In 1854 vroeg André Adolphe Eugène Disdéri patent aan op het proces van het maken van meerdere kleine negatieven op één glasplaat. Deze zogenaamde Cartes de visites werden erg populair en ook foto’s van kunstenaars werden op deze manier gemaakt. De Cartes de visites werden verkocht in meervoud van maximaal acht fotootjes en gebruikt als bijvoorbeeld visitekaartjes maar ook als verzamel-item. In speciale albums kon men zijn favoriete foto’s bewaren. Een dergelijk album kan volgens Borda gezien worden als een voorloper van het fotoboek. Met de introductie van het fotoalbum kon je de maker zijn van je eigen fotoboek.
Hoewel de fotografische techniek al vooruit was gegaan, was het fotograferen op locatie met het collodium proces nog steeds lastig. Met de ontwikkeling van de droge collodium techniek was men niet langer afhankelijk van het aanwezig zijn van water of een donkere kamer en kon er wel op locatie gefotografeerd worden.
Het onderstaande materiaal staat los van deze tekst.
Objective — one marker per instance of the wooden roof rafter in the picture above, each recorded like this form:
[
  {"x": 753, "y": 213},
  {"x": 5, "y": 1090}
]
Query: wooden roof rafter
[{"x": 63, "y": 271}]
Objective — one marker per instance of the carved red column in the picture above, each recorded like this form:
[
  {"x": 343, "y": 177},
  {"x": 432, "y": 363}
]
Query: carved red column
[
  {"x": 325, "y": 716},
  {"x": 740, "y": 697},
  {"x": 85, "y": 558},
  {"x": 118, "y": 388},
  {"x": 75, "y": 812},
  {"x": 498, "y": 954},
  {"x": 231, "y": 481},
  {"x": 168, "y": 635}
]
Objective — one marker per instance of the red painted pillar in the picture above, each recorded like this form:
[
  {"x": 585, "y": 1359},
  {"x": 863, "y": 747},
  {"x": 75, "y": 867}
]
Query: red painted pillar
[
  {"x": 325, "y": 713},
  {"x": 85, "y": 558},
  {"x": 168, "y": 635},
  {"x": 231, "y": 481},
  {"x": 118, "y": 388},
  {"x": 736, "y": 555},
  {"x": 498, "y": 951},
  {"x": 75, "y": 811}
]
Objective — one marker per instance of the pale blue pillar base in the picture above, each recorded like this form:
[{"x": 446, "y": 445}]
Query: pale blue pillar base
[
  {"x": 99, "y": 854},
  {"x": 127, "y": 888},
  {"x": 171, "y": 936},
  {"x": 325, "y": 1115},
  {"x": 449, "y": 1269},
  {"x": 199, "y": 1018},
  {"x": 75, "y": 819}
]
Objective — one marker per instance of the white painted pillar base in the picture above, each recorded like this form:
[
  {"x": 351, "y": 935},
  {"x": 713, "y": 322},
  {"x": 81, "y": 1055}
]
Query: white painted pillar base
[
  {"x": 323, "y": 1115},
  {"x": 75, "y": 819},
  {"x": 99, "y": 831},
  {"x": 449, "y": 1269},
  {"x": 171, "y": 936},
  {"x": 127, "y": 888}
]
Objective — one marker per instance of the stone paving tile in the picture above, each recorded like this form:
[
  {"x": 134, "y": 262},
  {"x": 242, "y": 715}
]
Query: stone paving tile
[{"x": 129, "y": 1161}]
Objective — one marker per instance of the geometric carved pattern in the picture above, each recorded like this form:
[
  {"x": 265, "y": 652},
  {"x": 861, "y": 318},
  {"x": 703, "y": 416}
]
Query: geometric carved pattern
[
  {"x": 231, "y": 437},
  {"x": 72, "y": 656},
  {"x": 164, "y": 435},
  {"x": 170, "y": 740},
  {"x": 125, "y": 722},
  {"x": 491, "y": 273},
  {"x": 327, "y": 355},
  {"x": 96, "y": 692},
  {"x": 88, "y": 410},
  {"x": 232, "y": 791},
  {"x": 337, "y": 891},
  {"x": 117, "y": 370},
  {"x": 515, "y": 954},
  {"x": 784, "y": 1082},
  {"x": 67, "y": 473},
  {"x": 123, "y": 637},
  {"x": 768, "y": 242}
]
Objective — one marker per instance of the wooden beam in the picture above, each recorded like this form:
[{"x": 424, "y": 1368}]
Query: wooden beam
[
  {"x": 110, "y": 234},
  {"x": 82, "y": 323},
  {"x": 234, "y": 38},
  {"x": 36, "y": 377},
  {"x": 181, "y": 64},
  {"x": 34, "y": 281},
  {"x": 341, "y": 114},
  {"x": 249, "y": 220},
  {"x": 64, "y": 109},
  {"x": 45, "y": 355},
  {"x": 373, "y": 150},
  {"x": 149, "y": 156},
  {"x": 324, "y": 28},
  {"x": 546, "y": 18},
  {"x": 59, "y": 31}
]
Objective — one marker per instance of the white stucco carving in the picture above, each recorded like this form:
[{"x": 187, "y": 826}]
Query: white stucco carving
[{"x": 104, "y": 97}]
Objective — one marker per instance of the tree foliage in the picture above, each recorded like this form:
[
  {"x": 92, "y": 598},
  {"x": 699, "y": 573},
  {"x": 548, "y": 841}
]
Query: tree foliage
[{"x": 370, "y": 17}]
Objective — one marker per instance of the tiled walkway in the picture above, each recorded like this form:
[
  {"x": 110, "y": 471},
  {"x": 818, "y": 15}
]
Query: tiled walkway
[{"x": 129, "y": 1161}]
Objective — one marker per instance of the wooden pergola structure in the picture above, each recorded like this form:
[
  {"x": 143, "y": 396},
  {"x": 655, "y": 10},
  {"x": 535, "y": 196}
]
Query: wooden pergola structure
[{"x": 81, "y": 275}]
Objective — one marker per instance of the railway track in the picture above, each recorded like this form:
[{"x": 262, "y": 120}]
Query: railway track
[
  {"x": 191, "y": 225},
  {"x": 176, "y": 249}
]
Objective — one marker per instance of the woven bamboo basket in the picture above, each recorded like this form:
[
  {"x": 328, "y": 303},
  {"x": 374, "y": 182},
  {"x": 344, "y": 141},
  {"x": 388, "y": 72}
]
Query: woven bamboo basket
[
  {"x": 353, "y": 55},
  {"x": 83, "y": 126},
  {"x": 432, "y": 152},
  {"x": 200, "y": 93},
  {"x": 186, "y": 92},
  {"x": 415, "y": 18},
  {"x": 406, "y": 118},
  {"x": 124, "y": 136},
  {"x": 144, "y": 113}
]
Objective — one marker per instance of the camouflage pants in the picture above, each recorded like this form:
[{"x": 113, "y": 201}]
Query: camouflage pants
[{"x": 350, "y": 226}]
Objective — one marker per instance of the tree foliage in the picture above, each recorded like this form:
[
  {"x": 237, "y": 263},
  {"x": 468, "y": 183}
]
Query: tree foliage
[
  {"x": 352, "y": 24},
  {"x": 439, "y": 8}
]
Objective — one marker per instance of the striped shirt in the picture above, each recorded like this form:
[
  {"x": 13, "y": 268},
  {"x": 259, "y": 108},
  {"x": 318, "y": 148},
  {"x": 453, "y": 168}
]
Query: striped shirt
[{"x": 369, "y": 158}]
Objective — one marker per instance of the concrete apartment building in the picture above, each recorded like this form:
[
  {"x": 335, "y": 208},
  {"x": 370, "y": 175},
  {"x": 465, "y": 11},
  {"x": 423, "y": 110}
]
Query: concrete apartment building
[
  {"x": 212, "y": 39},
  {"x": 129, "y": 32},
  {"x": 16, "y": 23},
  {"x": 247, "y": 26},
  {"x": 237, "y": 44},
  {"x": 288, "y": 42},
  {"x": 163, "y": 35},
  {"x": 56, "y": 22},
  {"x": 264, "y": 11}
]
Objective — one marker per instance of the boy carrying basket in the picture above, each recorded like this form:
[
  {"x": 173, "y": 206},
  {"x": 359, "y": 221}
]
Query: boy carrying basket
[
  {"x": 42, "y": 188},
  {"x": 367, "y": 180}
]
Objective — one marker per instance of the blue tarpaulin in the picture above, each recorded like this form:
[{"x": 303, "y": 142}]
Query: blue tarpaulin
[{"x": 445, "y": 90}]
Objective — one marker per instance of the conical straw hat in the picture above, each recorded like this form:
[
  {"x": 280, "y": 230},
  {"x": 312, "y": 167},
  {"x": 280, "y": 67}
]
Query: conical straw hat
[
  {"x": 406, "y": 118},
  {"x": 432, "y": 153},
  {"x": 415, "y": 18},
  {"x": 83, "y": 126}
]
Kunstenaars konden nu ook in hun atelier vastgelegd worden of in de buitenlucht zoals bij de plein air schilders. De opvolgende jaren ging de techniek nog verder vooruit. De camera’s werden kleiner, lichter en licht gevoeliger. Zo kwam in 1925 de Leica, een kleinbeeldcamera op de markt en in 1929 de Rolleiflex. Met beide camera’s was het mogelijk momentopnamen te maken. Deze mogelijkheid zorgde er ook voor dat in de twintigste eeuw de aandacht op foto’s meer op het arbeidsproces van de kunstenaar kwam te liggen.
In de jaren 1950 ontstond er een moderne vorm van fotojournalistiek. Er kwamen steeds meer tijdschriften op de markt zoals Life magazine en deze tijdschriften werden de belangrijkste publicatievorm voor kunstenaarsfoto’s. Er was in deze periode een grote vraag naar kunstenaarsportretten en veel fotografen probeerden daar invulling aan te geven. Bijvoorbeeld fotograaf Arnold Newman die portretten maakte voor onder andere Life magazine van Amerikaanse kunstenaars en Edward Steichen die kunstenaarsportretten maakte waarbij de kunstenaar geconcentreerd aan het werk lijkt te zijn.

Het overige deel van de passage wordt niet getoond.